On May 29, 2015 and Merck reported an expanded collaboration to evaluate the efficacy and safety of talimogene laherparepvec, Amgen’s investigational oncolytic immunotherapy, in combination with KEYTRUDA (pembrolizumab), Merck’s anti-PD-1 therapy, in a Phase 1, open-label trial of patients with recurrent or metastatic squamous cell carcinoma of the head and neck (SCCHN) (Press release, Amgen, MAY 29, 2015, View Source [SID:1234504883]). In addition, the companies announced that a global, randomized Phase 3 trial evaluating the combination in patients with regionally or distantly metastatic melanoma is being initiated. As previously announced, the compounds are being studied in a Phase 1, open-label trial in this patient population.
Both immunotherapies are designed to modulate the immune system. Talimogene laherparepvec is an investigational oncolytic immunotherapy designed to selectively replicate in tumors (but not normal tissue) and to initiate an immune response against cancer cells. KEYTRUDA is a humanized monoclonal antibody that blocks the interaction between PD-1 (programmed death receptor-1) and its ligands, PD-L1 and PD-L2.
"We believe that talimogene laherparepvec has potential in several cancer types based on its proposed mechanism of action to initiate tumor antigen release and presentation, important steps in activating a systemic anti-tumor immune response," said Sean E. Harper, M.D., executive vice president of Research and Development at Amgen. "Talimogene laherparepvec and KEYTRUDA are designed to result in anti-tumor immune responses through different and potentially complementary mechanisms of action. We hope these trials will provide us with insights on the combination of these therapies for patients with this form of cancer for whom treatment options are currently limited. We will discuss the design of the Phase 3 melanoma trial with global regulators and look forward to collaborating with Merck on this study."

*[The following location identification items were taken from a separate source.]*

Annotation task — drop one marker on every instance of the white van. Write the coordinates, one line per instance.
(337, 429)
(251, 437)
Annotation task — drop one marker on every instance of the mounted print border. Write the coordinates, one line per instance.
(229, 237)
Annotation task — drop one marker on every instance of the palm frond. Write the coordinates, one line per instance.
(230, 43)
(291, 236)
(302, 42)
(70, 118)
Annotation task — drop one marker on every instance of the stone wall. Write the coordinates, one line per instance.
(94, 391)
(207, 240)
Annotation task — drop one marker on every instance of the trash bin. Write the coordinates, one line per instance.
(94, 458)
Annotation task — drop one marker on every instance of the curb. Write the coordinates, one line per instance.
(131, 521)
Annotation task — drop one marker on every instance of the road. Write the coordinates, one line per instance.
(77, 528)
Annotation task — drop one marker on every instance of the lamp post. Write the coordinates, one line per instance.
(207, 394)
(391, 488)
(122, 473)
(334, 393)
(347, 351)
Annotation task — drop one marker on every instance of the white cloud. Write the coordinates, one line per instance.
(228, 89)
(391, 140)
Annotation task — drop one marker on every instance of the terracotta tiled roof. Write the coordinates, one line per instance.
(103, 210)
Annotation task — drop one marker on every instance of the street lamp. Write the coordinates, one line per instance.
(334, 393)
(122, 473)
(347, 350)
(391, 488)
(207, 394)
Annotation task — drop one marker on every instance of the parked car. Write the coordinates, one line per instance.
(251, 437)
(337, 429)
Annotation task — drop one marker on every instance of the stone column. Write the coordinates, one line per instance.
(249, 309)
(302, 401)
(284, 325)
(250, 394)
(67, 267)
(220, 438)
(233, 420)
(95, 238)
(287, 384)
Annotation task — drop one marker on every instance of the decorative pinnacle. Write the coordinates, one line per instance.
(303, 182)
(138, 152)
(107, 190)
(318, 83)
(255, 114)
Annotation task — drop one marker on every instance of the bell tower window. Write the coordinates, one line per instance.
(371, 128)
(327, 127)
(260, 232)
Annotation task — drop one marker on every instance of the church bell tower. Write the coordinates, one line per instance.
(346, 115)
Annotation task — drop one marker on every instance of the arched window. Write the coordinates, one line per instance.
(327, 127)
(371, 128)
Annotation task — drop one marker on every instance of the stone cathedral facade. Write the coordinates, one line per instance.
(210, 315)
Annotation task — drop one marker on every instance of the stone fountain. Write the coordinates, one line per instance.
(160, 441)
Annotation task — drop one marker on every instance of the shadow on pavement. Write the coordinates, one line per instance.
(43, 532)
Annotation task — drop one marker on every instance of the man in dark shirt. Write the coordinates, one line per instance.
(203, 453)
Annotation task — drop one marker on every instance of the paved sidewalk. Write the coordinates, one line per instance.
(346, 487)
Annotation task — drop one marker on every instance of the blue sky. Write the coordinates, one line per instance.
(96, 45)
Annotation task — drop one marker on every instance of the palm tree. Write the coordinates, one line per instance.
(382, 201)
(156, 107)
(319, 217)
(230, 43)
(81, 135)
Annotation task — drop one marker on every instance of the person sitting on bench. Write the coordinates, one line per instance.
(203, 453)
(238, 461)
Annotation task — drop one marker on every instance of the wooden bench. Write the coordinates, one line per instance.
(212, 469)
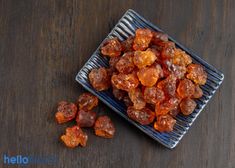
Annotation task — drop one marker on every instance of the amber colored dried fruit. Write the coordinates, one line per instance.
(159, 37)
(112, 48)
(181, 58)
(118, 94)
(87, 101)
(125, 64)
(99, 79)
(65, 112)
(144, 116)
(153, 95)
(113, 61)
(187, 106)
(196, 73)
(198, 92)
(127, 44)
(125, 81)
(164, 123)
(74, 136)
(167, 105)
(168, 85)
(142, 39)
(104, 127)
(127, 101)
(137, 98)
(148, 76)
(144, 58)
(186, 88)
(85, 118)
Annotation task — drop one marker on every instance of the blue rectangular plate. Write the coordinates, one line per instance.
(126, 27)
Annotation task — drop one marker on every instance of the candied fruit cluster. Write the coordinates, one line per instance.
(82, 113)
(155, 79)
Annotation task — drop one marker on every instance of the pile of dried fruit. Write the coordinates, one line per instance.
(81, 112)
(155, 79)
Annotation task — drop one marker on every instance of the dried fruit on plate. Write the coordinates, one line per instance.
(65, 112)
(87, 101)
(104, 127)
(85, 118)
(99, 79)
(112, 48)
(74, 136)
(144, 116)
(164, 123)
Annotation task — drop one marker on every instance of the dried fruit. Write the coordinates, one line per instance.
(87, 101)
(125, 64)
(127, 44)
(186, 88)
(142, 39)
(85, 118)
(166, 106)
(65, 112)
(168, 85)
(137, 98)
(112, 48)
(74, 136)
(153, 95)
(187, 106)
(148, 76)
(104, 127)
(144, 116)
(125, 81)
(144, 58)
(99, 79)
(164, 123)
(196, 73)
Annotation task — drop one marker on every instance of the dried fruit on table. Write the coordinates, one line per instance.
(167, 105)
(186, 88)
(164, 123)
(153, 95)
(74, 136)
(112, 48)
(137, 98)
(144, 58)
(99, 79)
(87, 101)
(127, 44)
(104, 127)
(198, 92)
(125, 81)
(196, 73)
(65, 112)
(168, 85)
(118, 93)
(148, 76)
(187, 106)
(144, 116)
(125, 64)
(142, 39)
(85, 118)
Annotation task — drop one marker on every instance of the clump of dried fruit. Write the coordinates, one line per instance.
(74, 136)
(85, 118)
(112, 48)
(87, 101)
(144, 116)
(99, 79)
(65, 112)
(104, 127)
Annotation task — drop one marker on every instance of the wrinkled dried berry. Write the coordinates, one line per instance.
(65, 112)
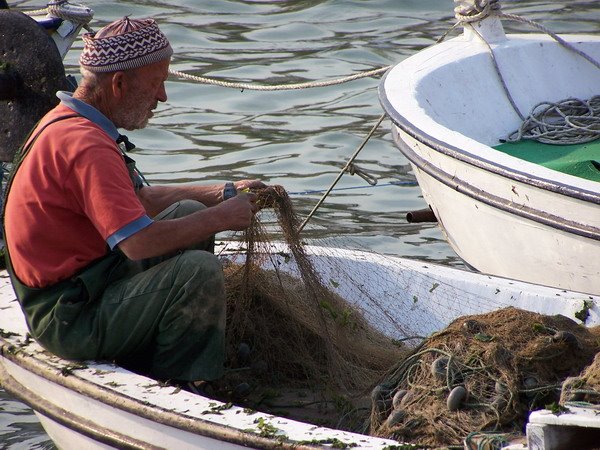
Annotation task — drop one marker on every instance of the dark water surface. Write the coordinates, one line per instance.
(299, 139)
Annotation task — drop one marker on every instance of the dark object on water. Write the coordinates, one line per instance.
(32, 68)
(421, 215)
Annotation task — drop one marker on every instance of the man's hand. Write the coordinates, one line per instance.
(249, 184)
(238, 211)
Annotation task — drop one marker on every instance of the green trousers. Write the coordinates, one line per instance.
(163, 317)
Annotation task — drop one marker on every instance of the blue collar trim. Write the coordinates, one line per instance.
(89, 112)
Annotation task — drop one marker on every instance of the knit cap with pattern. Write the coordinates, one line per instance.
(124, 44)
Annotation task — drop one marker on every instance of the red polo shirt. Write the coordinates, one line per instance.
(70, 194)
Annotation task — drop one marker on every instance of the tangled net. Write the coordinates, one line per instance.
(585, 387)
(570, 121)
(301, 334)
(482, 373)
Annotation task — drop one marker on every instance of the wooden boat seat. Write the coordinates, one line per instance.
(581, 160)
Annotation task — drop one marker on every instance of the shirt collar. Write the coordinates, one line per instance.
(89, 112)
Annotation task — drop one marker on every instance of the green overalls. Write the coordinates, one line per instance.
(163, 317)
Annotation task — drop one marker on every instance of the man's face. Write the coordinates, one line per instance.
(145, 87)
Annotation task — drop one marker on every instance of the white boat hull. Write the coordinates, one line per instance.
(485, 220)
(502, 215)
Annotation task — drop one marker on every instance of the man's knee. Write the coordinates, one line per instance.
(180, 209)
(199, 266)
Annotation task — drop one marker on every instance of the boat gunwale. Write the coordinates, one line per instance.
(472, 159)
(494, 201)
(128, 404)
(69, 420)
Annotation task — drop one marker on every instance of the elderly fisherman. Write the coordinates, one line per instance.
(104, 267)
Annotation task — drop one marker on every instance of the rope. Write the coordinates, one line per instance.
(62, 9)
(344, 169)
(570, 121)
(350, 188)
(278, 87)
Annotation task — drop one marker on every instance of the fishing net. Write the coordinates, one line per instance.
(585, 387)
(481, 373)
(300, 334)
(322, 325)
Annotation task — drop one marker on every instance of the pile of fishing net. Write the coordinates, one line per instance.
(307, 349)
(482, 373)
(584, 388)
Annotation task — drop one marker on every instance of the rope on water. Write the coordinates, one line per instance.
(62, 9)
(278, 87)
(344, 169)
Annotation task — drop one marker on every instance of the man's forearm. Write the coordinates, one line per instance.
(157, 198)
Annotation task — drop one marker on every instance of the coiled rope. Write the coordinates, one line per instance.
(569, 121)
(278, 87)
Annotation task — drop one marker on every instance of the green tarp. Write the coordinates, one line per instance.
(581, 160)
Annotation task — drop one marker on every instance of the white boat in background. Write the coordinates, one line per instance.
(95, 405)
(502, 215)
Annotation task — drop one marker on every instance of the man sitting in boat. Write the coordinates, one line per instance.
(104, 267)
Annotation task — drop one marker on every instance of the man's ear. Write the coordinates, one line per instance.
(119, 85)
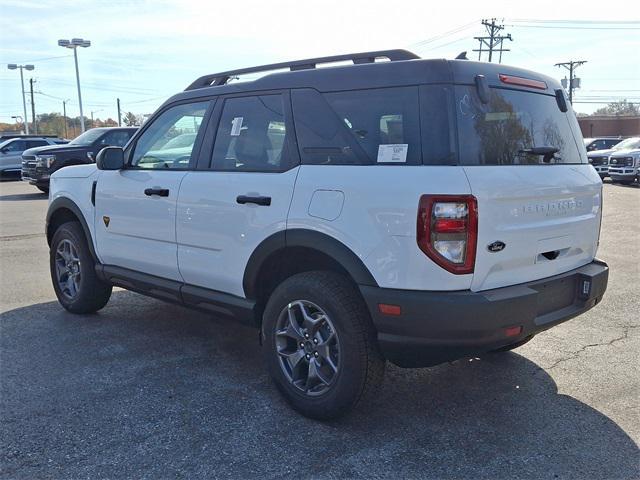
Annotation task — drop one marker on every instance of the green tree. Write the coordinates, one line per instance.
(621, 108)
(131, 119)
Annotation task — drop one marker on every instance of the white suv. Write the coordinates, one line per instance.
(411, 210)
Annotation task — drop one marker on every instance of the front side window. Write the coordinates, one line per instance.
(515, 128)
(252, 135)
(15, 146)
(154, 148)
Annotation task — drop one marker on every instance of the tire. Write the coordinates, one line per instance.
(353, 348)
(73, 271)
(513, 346)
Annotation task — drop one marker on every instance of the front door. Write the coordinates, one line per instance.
(226, 211)
(136, 206)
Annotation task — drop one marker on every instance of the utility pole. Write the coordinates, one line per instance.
(33, 108)
(493, 42)
(574, 82)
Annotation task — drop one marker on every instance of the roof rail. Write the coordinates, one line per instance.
(222, 78)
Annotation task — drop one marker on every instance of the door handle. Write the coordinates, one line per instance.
(258, 200)
(161, 192)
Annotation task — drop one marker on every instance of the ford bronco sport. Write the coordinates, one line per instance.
(416, 211)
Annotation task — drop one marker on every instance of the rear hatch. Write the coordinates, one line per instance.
(539, 201)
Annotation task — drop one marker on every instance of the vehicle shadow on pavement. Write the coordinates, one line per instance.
(149, 389)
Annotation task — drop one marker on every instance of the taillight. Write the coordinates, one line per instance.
(523, 82)
(448, 231)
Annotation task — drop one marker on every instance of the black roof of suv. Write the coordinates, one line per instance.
(366, 71)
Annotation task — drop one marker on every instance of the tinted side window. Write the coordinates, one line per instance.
(252, 135)
(116, 138)
(385, 122)
(154, 150)
(437, 125)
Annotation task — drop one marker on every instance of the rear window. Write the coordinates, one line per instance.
(515, 128)
(384, 122)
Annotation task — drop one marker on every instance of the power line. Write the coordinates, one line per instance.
(573, 28)
(444, 35)
(494, 41)
(571, 65)
(534, 20)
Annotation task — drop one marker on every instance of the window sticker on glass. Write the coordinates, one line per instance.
(236, 126)
(393, 153)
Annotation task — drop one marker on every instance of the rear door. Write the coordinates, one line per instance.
(543, 206)
(226, 209)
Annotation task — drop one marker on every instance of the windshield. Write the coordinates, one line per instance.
(87, 138)
(628, 144)
(515, 128)
(181, 141)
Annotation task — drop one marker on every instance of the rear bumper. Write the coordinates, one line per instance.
(436, 327)
(603, 170)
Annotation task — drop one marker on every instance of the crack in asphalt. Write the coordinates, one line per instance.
(576, 354)
(9, 238)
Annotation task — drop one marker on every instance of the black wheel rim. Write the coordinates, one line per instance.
(308, 347)
(67, 266)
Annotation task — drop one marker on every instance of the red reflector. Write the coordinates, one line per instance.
(524, 82)
(450, 225)
(387, 309)
(512, 331)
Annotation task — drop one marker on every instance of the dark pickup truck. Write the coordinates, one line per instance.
(39, 163)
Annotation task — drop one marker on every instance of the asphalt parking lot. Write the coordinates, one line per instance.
(149, 390)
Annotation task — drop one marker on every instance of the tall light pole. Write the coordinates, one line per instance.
(13, 66)
(74, 43)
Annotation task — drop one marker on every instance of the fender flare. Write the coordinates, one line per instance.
(65, 203)
(311, 239)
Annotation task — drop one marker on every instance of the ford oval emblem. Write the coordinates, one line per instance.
(496, 246)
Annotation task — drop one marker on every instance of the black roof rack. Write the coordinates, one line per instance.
(222, 78)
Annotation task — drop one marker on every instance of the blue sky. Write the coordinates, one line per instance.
(144, 51)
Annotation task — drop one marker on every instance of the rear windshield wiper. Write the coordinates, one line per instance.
(547, 153)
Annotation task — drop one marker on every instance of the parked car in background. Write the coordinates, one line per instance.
(601, 143)
(11, 150)
(39, 163)
(624, 166)
(416, 211)
(600, 158)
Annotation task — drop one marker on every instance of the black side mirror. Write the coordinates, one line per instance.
(110, 158)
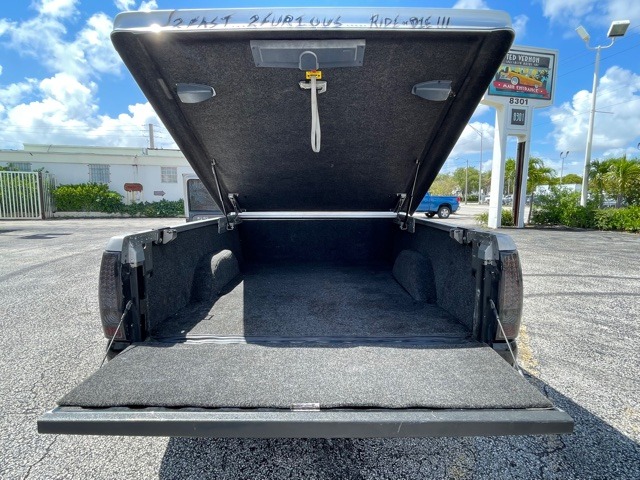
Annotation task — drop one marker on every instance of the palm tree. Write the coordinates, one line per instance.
(539, 174)
(509, 174)
(622, 174)
(599, 178)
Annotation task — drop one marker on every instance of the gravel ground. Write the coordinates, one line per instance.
(582, 304)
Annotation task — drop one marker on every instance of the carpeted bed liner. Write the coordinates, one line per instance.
(255, 376)
(313, 300)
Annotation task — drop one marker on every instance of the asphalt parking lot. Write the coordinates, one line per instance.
(580, 346)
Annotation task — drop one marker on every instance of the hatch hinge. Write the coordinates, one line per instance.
(402, 197)
(459, 235)
(166, 235)
(233, 218)
(305, 407)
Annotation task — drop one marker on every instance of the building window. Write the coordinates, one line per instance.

"Expanding our collaboration with Amgen is a testament to our belief in the potential for immuno-oncology therapies to change the way we approach the treatment of many cancers, including advanced head and neck cancer where the options are limited," said Dr. Eric Rubin, vice president and therapeutic head, oncology early stage development, Merck Research Laboratories. "We look forward to studying the combination of talimogene laherparepvec and KEYTRUDA in head and neck cancer, and to advancing our collaboration in metastatic melanoma into a Phase 3 clinical trial."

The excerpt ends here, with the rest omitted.